In Peristat-I, from 22 weeks gestation, The Netherlands had the highest fetal mortality rate (7.4 per 1,000 total number of births). Furthermore, after Greece, The Netherlands had the highest early neonatal mortality rate (3.5 per 1,000 live births). In Peristat-II from 22 weeks gestation, after France, The Netherlands had the highest fetal mortality rate (7.0 per 1,000 total number of births). Of all western European countries, The Netherlands had the highest early neonatal mortality rate (3.0 per 1,000 live births). Over the past 5 years the perinatal mortality rate in The Netherlands has dropped from 10.9 to 10.0 per 1,000 total births but this drop has been faster in other countries.

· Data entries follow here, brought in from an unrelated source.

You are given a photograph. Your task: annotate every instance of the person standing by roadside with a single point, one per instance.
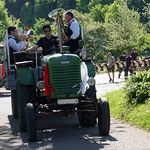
(111, 67)
(121, 60)
(134, 54)
(128, 63)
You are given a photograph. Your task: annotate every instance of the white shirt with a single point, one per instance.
(75, 27)
(16, 46)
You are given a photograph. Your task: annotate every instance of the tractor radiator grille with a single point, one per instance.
(66, 80)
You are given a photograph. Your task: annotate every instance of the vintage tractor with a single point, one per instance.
(60, 83)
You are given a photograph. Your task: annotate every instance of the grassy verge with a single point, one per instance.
(138, 116)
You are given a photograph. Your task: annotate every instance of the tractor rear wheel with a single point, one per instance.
(87, 115)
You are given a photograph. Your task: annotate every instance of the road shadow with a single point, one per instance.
(5, 94)
(106, 83)
(9, 137)
(62, 134)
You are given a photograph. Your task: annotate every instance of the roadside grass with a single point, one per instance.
(138, 115)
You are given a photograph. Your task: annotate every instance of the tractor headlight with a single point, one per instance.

The Netherlands has a relatively high number of older mothers and multiple pregnancies, but this only partly explains the high Dutch perinatal mortality rate which still ranks unfavourably in the European tables. More research is necessary to gain insight into the prevalence of risk factors for perinatal mortality compared with other European countries. In addition, perinatal health and the quality ofperinatal healthcare deserve a more prominent position in Dutch research programmes.
比较荷兰与其他欧洲国家的围产期死亡率(围产期统计-II),并与5年前收集的数据(围产期统计-I)进行比较。
描述性研究。
围产期统计-I中制定的围产期死亡率指标在围产期统计-II中再次使用。2004年26个欧洲国家提供了围产期死亡率数据。荷兰的数据源自助产士和妇科医生的国家登记册以及国家新生儿登记册。
在围产期统计-I中,从妊娠22周起,荷兰的胎儿死亡率最高(每1000例总出生数中有7.4例)。此外,仅次于希腊,荷兰的早期新生儿死亡率最高(每1000例活产中有3.5例)。在围产期统计-II中,从妊娠22周起,仅次于法国,荷兰的胎儿死亡率最高(每1000例总出生数中有7.0例)。在所有西欧国家中,荷兰的早期新生儿死亡率最高(每1000例活产中有3.0例)。在过去5年中,荷兰的围产期死亡率从每1000例总出生数中的10.9例降至10.0例,但其他国家下降得更快。
荷兰高龄产妇和多胎妊娠的数量相对较多,但这只是部分解释了荷兰较高的围产期死亡率,其在欧洲排名仍不理想。与其他欧洲国家相比,有必要进行更多研究以深入了解围产期死亡风险因素的流行情况。此外,围产期健康和围产期医疗保健质量在荷兰研究项目中应占据更突出的位置。